Previously, identification of pathogens to the strain level “took a long time”, according to Dr Girma based at the Ethiopian Institute of Agricultural Research: “In the past we were not doing race analysis in Ethiopia, we sent [samples] to Minnesota or to Denmark, and getting results could take months, during which time disease could take hold. To do race analysis here [in Ethiopia], in a couple of days, that would be amazing,” he said.

MARPLE diagnostics – is ideally placed to provide exactly this capacity.

Speaking after the workshop, Dr Dave Hodson (CIMMYT), project co-lead considered it a “fantastic success” and was excited by the “benefits for the future…of showing that you can do a very advanced technical workshop and do it remotely”.

Beyond MARPLE diagnostics, Dr Saunders noted that: “the workshop will also open up new possibilities for researchers in Ethiopia by providing local genome sequencing capacity that is currently absent”.

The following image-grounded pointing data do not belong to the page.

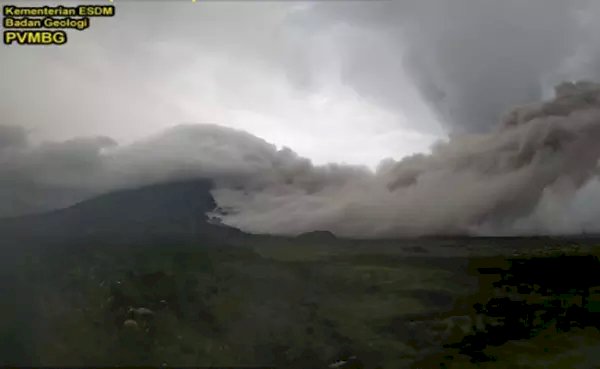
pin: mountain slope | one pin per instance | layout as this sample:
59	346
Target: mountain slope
169	212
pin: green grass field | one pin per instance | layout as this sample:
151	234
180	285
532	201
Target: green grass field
301	304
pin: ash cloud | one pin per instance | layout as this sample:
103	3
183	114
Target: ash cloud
537	173
471	60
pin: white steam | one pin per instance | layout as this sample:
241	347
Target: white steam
536	174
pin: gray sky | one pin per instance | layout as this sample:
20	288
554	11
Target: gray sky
324	78
335	81
260	67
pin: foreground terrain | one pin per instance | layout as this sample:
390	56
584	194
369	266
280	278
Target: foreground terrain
142	277
307	302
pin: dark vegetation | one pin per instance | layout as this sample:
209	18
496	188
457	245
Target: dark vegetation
114	281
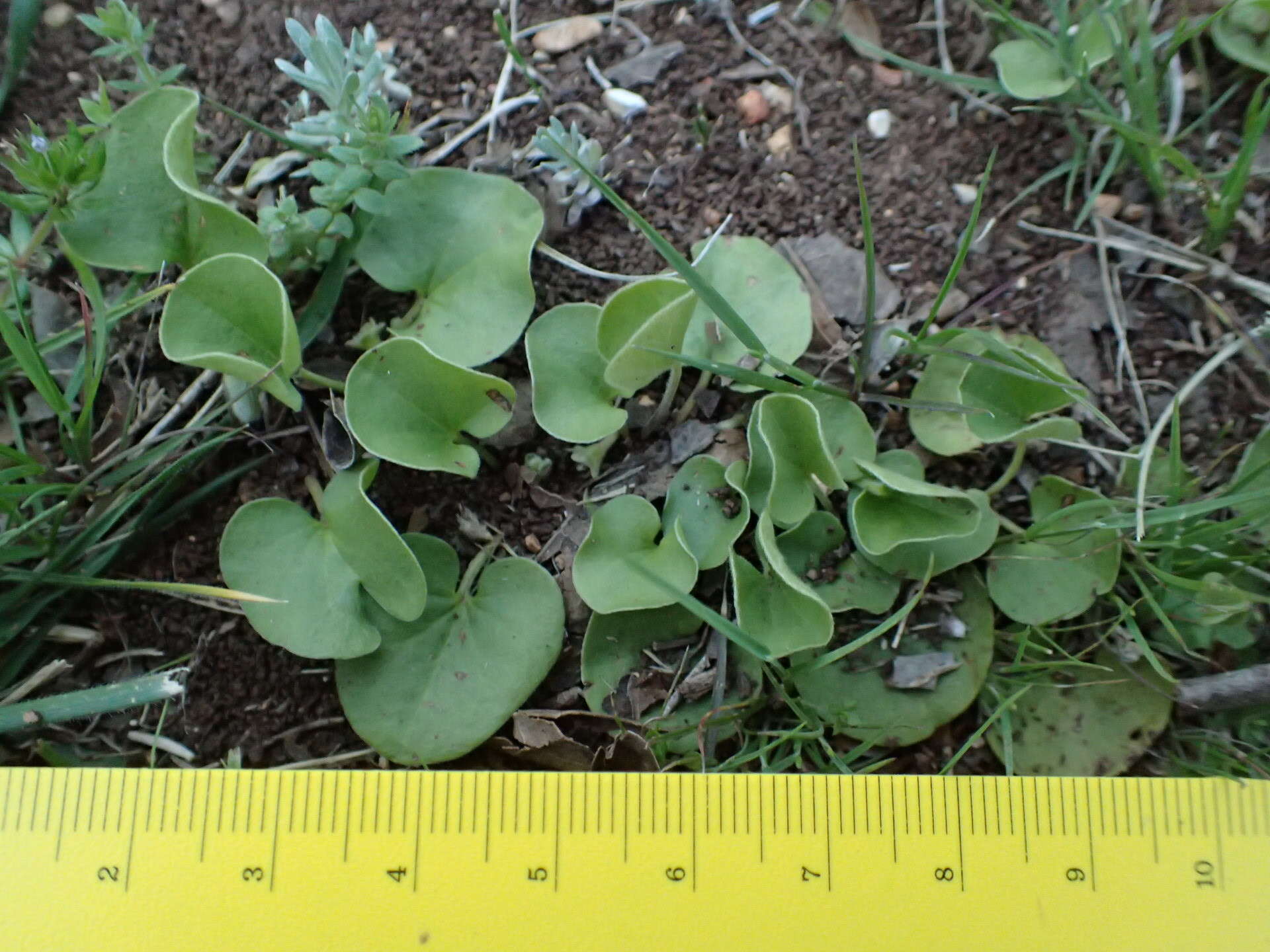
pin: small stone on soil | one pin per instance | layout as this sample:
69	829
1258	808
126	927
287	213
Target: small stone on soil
879	124
567	34
646	66
781	143
752	107
921	672
58	16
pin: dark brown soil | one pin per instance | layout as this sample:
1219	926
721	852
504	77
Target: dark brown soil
243	692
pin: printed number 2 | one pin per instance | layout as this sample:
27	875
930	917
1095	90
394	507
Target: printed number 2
1205	873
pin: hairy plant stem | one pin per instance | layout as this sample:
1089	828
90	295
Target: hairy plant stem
1016	463
263	130
663	408
316	492
37	239
691	403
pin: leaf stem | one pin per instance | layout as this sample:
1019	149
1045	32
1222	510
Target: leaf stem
663	408
690	404
1016	463
474	568
320	380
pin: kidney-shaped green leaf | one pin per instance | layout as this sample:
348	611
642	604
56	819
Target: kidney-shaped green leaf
814	553
273	547
1095	728
571	397
890	509
372	549
624	531
1015	383
443	684
614	648
1031	71
788	452
409	407
709	512
775	607
1070	565
846	430
766	292
148	210
461	240
646	314
854	694
232	315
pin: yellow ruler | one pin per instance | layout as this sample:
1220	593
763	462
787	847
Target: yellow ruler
97	861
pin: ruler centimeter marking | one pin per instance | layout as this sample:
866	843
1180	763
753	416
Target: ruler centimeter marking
1197	851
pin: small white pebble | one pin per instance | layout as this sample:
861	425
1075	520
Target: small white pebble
58	16
624	104
879	124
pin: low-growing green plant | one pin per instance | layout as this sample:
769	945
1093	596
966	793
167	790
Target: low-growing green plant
859	586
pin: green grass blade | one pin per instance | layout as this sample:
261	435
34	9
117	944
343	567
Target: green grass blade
23	18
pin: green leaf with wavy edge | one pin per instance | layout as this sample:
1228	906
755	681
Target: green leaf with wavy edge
708	510
786	452
1096	728
846	583
636	321
777	607
232	315
621	530
847	433
854	697
571	397
148	208
1014	385
1064	573
892	509
273	547
407	405
462	241
910	560
374	550
614	647
1029	70
1242	32
443	684
1095	40
765	291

The workshop was made possible through the contributions of two NRPDTP PhD students, Mike Pointer and Tom Birley, undertaking professional placements for PhD students (PIPS) funded by UKRI-BBSRC Norwich Research Park Biosciences Doctoral Training Partnership. Building on the previous success of in-country workshops, Mike and Tom converted all training material into a format suitable for remote delivery

Chris Darby, Principal Investigator for the John Innes Centre UKRI Agri-tech Catalyst Seeding Award, said: “It’s fantastic to see the deployment of these technologies and foresee the impact that they will have on Ethiopian food security. This work also reinforces the emphasis given by the John Innes Centre to providing international experience for students through the PIPS opportunity. In this instance, the students have achieved real success in a short time period and in the most difficult circumstances”.

What’s next for MARPLE diagnostics?

Dr Dave Hodson highlights the immediate application to the latest pathogen threat: “We believe we have a new race of yellow rust that has come into Ethiopia this year and we are really worried. MARPLE diagnostics will allow us to rapidly diagnose this new race and determine its spread which has big implications in guiding control measures to where they are needed most.”

Reflecting on the MARPLE journey so far, innovation and partnership are its major themes.

MARPLE diagnostics would not be possible without close collaboration between all of its contributing organisations, as well as its many funders, from across the globe. Virtual training is the latest instance of MARPLE providing innovative solutions to tough challenges, a pattern that has marked out the project since the beginning and will continue to be among its strengths as it grows into the future.

MARPLE diagnostics is supported by funding from the UKRI Agri-tech catalyst seeding award, BBSRC Innovator of the Year Award, the CGIAR Big Data Platform Inspire Challenge, the Bill & Melinda Gates Foundation and the Foreign, Commonwealth and Development Office (UK).